# activated charcoal



## zauggart (Dec 30, 2009)

hi there
does anybody out there have a good recipe for making activated charcoal ? Any help would be great!
thanks
Ian


----------



## ander (Dec 30, 2009)

I think you can make it of charcoal used for grill, must be god one- well 'mineralised'-all organic particles destroyed, should not smoke at heating without air. Grind to 1/16-1/8 inch- sieve. Boil with muriatic, wash it with plenty of water (and boil), then heat it wet in closed can with small hole over open flame until all steam will go , then heat 10 minutes and leave it to cool down- cover the hole with something. Do not open hot can. I personally never tried before, I hope it should work.


----------



## butcher (Dec 30, 2009)

that sound similar to making charcoal from wood.would that create activated charcoal?

http://en.wikipedia.org/wiki/Activated_carbon
http://www.omri.org/AC_livestock.pdf


----------



## ander (Dec 30, 2009)

Activated charcoal nad carbon are preety same thing. Charcoal is made of wood. Carbon is chemical name co element. Properly treated charcoal is almost pure carbon. In my language coal=carbon. We only add "black" or "brown" or "activated" or "elemental"- and all is clear. Activated charcoal should be made of wood therefore. Activated carbon can be made of lot of things like bones/, black/brown coal, organic compounds. It's name for wide range of products.


----------



## chemist (Dec 30, 2009)

As I recall, a lot of activated charcoal for water purification systems is made from coconut shells that are heated in an environment that has very little oxygen.

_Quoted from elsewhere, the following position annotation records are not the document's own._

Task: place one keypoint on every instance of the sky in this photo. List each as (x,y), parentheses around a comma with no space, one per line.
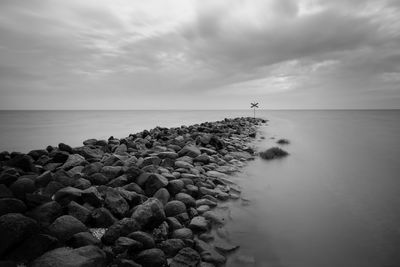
(205,54)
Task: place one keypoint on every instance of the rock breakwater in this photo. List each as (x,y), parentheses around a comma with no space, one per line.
(144,200)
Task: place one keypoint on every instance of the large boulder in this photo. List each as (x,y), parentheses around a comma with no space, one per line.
(64,227)
(88,256)
(14,228)
(150,213)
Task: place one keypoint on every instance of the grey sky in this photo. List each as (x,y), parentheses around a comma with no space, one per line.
(185,54)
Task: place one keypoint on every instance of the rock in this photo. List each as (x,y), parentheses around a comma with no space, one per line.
(174,208)
(102,218)
(153,257)
(21,187)
(78,211)
(23,162)
(208,253)
(154,182)
(198,223)
(188,200)
(88,256)
(92,196)
(11,205)
(64,227)
(32,247)
(73,160)
(183,164)
(144,238)
(124,243)
(163,195)
(120,228)
(46,213)
(115,203)
(183,233)
(14,228)
(83,239)
(171,247)
(189,150)
(68,194)
(150,213)
(175,186)
(186,257)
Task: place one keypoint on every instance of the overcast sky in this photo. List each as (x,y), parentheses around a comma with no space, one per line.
(206,54)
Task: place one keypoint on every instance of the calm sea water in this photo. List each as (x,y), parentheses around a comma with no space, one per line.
(335,201)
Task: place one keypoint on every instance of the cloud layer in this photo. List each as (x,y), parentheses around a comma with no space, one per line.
(199,54)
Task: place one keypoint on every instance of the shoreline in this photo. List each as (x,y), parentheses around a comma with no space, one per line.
(146,199)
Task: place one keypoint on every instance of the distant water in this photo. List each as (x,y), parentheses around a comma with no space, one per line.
(335,201)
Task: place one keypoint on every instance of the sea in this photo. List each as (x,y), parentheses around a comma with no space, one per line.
(334,201)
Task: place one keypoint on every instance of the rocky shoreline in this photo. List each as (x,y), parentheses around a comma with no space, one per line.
(144,200)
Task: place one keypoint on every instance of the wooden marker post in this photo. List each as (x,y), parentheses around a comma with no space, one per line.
(254,106)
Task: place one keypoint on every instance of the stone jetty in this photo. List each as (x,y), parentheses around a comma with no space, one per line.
(144,200)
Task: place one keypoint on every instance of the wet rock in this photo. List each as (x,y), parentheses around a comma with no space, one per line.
(186,257)
(171,247)
(153,257)
(154,182)
(79,212)
(21,187)
(198,223)
(150,213)
(182,233)
(32,247)
(87,256)
(64,227)
(120,228)
(11,205)
(144,238)
(115,203)
(102,218)
(46,213)
(14,228)
(174,208)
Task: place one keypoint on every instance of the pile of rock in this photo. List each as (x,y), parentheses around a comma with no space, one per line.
(144,200)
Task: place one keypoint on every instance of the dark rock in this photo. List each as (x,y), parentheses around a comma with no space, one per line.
(14,228)
(188,200)
(273,153)
(79,212)
(175,186)
(153,257)
(11,205)
(5,192)
(123,243)
(171,247)
(46,213)
(88,256)
(144,238)
(98,179)
(174,208)
(33,247)
(150,213)
(92,196)
(64,227)
(102,218)
(68,194)
(43,179)
(115,203)
(23,162)
(186,257)
(65,147)
(182,233)
(163,195)
(21,187)
(83,239)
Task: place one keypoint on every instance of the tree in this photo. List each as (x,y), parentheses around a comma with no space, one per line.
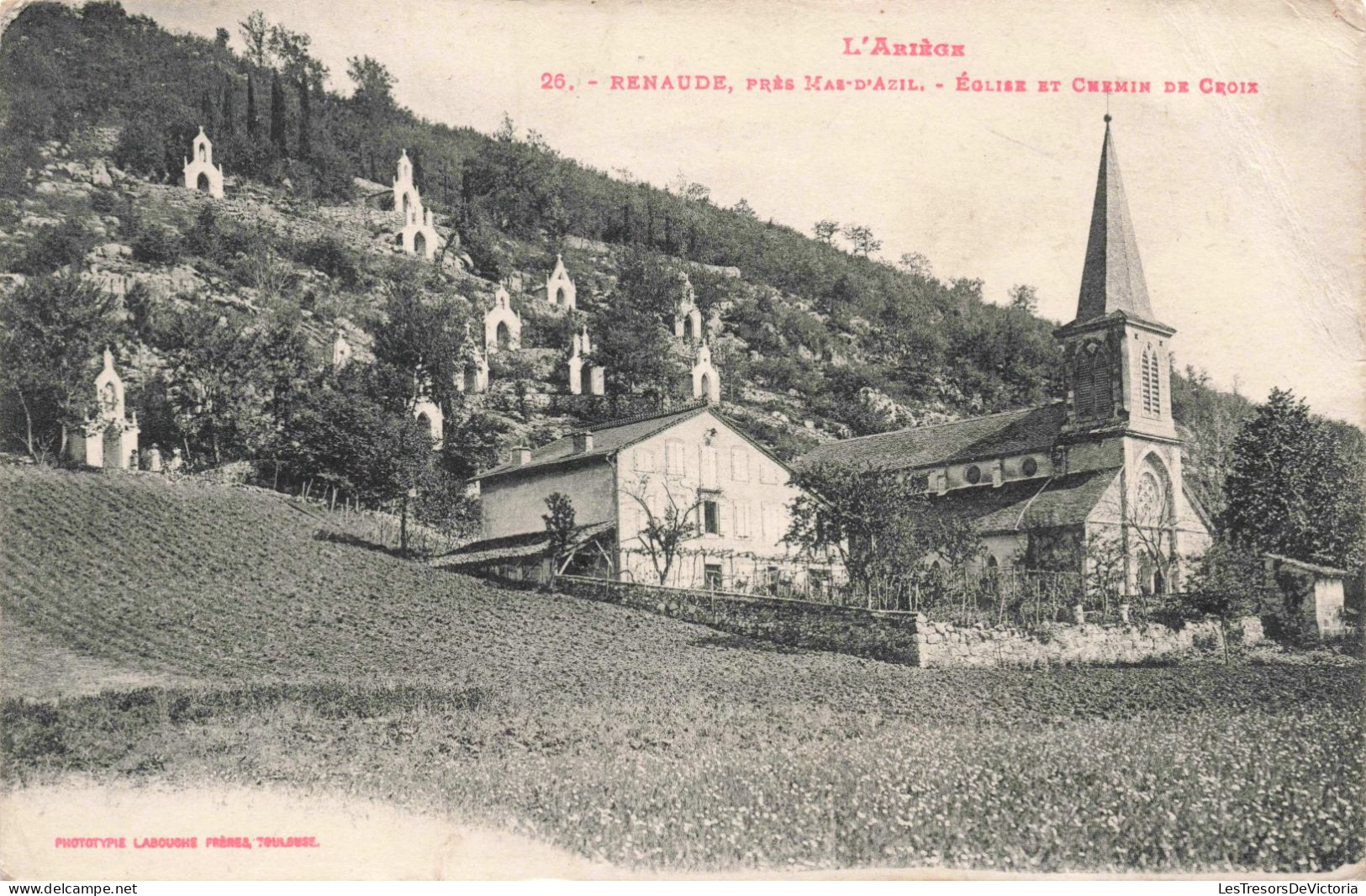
(373,94)
(915,264)
(670,519)
(52,334)
(559,524)
(305,120)
(1226,583)
(256,36)
(212,360)
(878,520)
(277,122)
(253,124)
(862,240)
(1295,485)
(1023,298)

But, I doubt that you have easy access to free coconut shells in Canada.


----------



## Noxx (Dec 30, 2009)

You can't make activated charcoal easily unless you have some expensive equipment. Why not buy it ? As far as I know, it is not very expensive, unless you want some very fine powder.


----------



## ander (Dec 30, 2009)

As Noxx wrote, don't bother yourself with making one. Home made stuff is rarely as good as industrial. In my country drug stores sell activated carbon in tablets blended with sugar. It is used for poisoning/digestion troubles treatment. It's of course much more expensive than plain one, and you have to remove sugar to use it. What what purpose do you want to use it?


----------



## zauggart (Jan 4, 2010)

i wanted to try some experiments with filtering using it and didn't want to get in to too much money . Also i was wondering if you filtered some of these Pm's through it . Then after awile just burn the charcoal for metal clinkers. Its is just an idea but has me wondering !
thanks
Ian


----------



## butcher (Jan 5, 2010)

it is easy to find and cheap,check out fish tank supply's aquarium filters, or drug store, wal-mart and so on.


----------